Scénarios d’horreur : la sécurité nucléaire dans la plus grande centrale nucléaire d’Europe

La sécurité de l’usine dépendra principalement de la gravité et de l’évolution de l’activité militaire. Le scénario le plus optimiste, mais le moins probable pour le moment, est que l’Ukraine, avec une assistance militaire occidentale indirecte, reprenne contrôle sur cette zone et mette l’usine sous contrôle total conformément à toutes les normes de sécurité. Cependant, les forces russes ont récemment déclaré que la région faisait partie de la Russie et que l’usine appartenait en fait au système Rosatom et que les Russes sont sur le point d’annexer ces terres au sud de l’Ukraine pour sa souveraineté.

Deuxième scénario, l’espoir qu’il n’y aura plus d’hostilités sur le site et que l’armée russe arrêtera les combats à proximité et remettra la centrale de Zaporijia à une équipe de l’ONU de l’Agence internationale de l’énergie atomique pour établir un mécanisme d’y assurer la sécurité nucléaire. C’est au motif que la Russie n’est pas concernée par les dommages causés au site, car en cas de catastrophe nucléaire, les territoires sous contrôle russe deviendront inhabitables.
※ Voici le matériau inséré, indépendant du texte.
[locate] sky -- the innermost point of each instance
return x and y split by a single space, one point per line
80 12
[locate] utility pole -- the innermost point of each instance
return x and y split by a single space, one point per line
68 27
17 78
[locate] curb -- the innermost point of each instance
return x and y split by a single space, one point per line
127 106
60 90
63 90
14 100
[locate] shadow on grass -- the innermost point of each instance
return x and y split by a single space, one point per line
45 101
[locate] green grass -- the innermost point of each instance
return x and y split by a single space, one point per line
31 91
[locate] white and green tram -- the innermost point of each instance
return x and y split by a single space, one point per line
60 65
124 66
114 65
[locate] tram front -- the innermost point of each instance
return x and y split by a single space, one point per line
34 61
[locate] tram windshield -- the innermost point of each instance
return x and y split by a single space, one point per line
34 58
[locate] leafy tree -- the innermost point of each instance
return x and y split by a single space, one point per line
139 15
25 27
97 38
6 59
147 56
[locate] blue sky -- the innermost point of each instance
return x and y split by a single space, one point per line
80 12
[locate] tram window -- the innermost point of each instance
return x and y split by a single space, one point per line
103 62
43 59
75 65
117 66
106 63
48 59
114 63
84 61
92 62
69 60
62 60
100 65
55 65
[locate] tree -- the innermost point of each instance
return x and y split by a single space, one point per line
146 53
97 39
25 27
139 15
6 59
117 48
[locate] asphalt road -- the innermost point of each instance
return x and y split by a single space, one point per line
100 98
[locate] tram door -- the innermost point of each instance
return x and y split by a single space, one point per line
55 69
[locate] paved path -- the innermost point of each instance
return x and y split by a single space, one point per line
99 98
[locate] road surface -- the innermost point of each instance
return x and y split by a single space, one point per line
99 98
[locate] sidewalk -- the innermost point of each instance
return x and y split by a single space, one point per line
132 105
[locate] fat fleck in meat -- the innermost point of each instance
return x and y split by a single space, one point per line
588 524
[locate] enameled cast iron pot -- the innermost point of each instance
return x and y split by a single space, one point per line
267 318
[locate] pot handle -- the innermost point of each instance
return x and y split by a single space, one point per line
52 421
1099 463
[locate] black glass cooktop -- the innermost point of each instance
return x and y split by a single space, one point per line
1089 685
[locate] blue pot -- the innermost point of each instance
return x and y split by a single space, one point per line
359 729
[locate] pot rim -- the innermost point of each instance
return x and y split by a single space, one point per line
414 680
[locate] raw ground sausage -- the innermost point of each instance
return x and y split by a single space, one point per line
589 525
Il existe un autre scénario moins optimiste. La guerre se transformera en un conflit gelé, c’est-à-dire indéfiniment. Il n’y a aucune raison de croire que la Russie abandonnera facilement Zaporijia. Après tout, l’usine représente un quart du secteur énergétique du pays. Dans ce scénario, on peut soutenir que la situation avec l’intégrité de l’usine va s’aggraver. Toute isolation de l’usine retardera et minimisera les réparations. Les programmes de mise à jour seront reportés indéfiniment ou annulés. Ce qui résulterait des catastrophes nucléaires. D’autre part, les hostilités peuvent conduire directement ou par erreur à l’endommagement des réacteurs et à l’avènement d’un scénario de terreur nucléaire.

En conclusion, nous nous tenons devant le fait que l’Ukraine est le premier pays au monde à avoir développé une industrie nucléaire pacifique, et qu’elle fait maintenant face à une agression militaire à grande échelle, de sorte que Zaporijia est la première centrale nucléaire en activité dans l’histoire de l’énergie nucléaire qui fait face à des affrontements militaires et est entourée de chars offensifs. Ce qui nous fait conclure que l’impossible est possible, et qu’un pays avec une industrie nucléaire civile développée peut sombrer dans l’agression militaire, ce qui met le monde entier au bord de l’effondrement en raison d’une explosion ou d’une radiation nucléaire.

Cela nécessite une intervention sérieuse et impérative de l’ONU pour considérer la centrale – et toutes les autres centrales nucléaires ukrainiennes et toutes les centrales nucléaires dans le monde – comme des zones complètement et idéalement démilitarisées.